While most international media coverage is focused on Daesh’s and Al-Qaeda’s capacity to launch external terror attacks and radicalize individuals in the West, the IRGC has been enhancing its training and radicalization program. Yet there remains a notable gap in international recognition of the full extent of its ambitions and foreign-fighter operations.

The spotlight that this special report places on Tehran’s training camps, and the naming of the senior IRGC generals in charge of international terrorist training programs, ought to catalyze fresh thinking on how the international community can best counter this threat to global security.

According to captured IRGC communications revealed by the report, the IRGC training directorate is known as Directorate 12,000. The headquarters is located at the sprawling Imam Ali military base just outside Tehran.

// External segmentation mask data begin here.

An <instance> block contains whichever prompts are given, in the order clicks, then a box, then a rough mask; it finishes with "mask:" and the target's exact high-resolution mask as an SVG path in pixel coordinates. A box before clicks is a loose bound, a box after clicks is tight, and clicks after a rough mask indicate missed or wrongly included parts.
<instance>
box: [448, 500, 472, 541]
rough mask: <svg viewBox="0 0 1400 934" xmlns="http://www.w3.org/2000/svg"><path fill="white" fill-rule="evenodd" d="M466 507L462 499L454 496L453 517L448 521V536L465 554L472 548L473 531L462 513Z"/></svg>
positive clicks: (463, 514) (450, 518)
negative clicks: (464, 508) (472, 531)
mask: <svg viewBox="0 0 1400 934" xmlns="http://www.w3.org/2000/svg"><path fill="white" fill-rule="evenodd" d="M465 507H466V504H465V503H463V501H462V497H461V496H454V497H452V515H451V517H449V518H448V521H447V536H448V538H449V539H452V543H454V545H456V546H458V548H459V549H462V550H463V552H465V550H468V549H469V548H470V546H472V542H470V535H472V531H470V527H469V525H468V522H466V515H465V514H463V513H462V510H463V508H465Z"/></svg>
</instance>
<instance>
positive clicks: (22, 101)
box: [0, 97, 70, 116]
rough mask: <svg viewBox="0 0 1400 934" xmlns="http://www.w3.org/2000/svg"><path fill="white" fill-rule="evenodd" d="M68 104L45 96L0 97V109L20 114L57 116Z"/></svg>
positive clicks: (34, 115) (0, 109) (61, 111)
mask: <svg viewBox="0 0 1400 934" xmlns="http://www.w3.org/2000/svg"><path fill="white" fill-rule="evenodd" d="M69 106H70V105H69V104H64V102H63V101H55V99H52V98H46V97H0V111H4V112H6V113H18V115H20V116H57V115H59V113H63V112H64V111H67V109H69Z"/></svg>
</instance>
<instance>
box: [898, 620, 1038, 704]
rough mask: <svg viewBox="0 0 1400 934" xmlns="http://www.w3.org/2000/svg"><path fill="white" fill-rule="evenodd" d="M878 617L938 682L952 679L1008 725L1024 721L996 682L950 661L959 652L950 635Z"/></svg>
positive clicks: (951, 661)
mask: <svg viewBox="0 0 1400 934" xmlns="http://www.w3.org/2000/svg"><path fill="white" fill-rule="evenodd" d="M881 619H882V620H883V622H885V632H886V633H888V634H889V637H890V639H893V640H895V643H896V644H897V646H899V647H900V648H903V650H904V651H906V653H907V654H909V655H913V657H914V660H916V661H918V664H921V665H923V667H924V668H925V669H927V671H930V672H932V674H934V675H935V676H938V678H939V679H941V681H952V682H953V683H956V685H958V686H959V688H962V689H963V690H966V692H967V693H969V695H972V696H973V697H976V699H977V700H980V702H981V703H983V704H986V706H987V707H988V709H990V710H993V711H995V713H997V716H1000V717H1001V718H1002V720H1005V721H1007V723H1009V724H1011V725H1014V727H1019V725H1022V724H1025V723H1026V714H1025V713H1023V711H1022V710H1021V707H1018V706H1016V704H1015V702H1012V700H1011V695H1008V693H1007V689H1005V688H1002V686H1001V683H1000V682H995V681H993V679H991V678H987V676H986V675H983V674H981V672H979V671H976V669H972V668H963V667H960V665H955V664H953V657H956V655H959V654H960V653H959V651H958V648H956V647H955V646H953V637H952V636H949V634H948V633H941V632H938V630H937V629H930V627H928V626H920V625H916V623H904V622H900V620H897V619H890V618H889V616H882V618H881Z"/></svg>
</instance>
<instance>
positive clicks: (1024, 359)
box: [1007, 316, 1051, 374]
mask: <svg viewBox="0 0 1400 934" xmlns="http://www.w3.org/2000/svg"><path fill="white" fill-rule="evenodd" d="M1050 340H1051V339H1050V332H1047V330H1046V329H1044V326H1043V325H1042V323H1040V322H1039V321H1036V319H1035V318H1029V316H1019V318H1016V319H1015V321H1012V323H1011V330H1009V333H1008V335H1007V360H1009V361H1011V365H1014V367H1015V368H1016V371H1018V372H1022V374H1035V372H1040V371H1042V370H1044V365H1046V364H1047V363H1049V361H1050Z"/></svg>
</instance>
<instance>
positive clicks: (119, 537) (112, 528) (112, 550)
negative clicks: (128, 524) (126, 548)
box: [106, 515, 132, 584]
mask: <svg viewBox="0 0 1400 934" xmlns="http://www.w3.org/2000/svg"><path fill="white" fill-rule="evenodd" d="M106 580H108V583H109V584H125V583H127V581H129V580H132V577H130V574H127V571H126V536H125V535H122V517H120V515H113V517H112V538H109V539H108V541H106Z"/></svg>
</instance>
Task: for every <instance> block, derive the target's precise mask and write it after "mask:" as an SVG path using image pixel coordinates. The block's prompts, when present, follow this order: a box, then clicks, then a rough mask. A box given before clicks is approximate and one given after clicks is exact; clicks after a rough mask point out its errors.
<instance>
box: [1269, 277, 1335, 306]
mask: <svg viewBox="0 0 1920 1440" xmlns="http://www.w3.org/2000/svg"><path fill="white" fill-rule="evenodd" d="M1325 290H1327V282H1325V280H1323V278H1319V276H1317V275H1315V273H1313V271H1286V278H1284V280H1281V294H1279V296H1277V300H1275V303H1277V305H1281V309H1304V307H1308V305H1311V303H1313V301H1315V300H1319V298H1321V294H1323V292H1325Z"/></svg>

The commander of Directorate 12,000 is an IRGC veteran close to IRGC commander Qassem Soleimani. The basic training for the would-be terrorists is approximately 45 days, but more extensive and specialized training can take up to nine and sometimes 12 months.

The international nature of the terrorist training complex overseen by the IRGC includes fighters from the West. The report alleges that in recent years the IRGC has also trained agents from Latin American countries, including Venezuela, Uruguay, Paraguay and Bolivia. The fact that the IRGC is training operatives from Latin America could mean they could infiltrate the US from its southern border.

The IRGC’s Mashhad Center is one of its largest, and trains Afghans (and possibly Taliban fighters) to fight Afghan government forces and the US-led coalition. The IRGC department in charge of Afghan operations is known as the Ansar Corps. Here, the intersection between Iran and Sunni extremists is very clear.

Tehran’s training network for international terrorists is not limited to radicalized Shiite fighters. The recent Taliban terror attack against a delegation that included diplomats and humanitarian officers from the UAE in Afghanistan reveals how Iranian training and supply of a vast terror network is a common threat shared by the Arab Coalition and the West.

A special session by the US and its Arab allies is needed to draft a clear plan on how to neutralize the IRGC’s terror-training network. This does not necessarily entail a conventional war. An unconventional response is needed to adequately deal with this unconventional problem. The geographic space in which Al-Qaeda and Daesh can train international terrorists may be rapidly shrinking, but it seems the IRGC’s terror-training arm has redoubled its efforts.

In a public statement, the NCRI urged the international community to officially designate the IRGC a terror entity. This is a prudent first step. If Western and Arab intelligence agencies are able to corroborate the report’s veracity, there can be no more dealing with IRGC terror exportation half-heartedly. Given what this report reveals, putting the IRGC “on notice” must now entail concrete strategic solutions that shut its global threat network once and for all.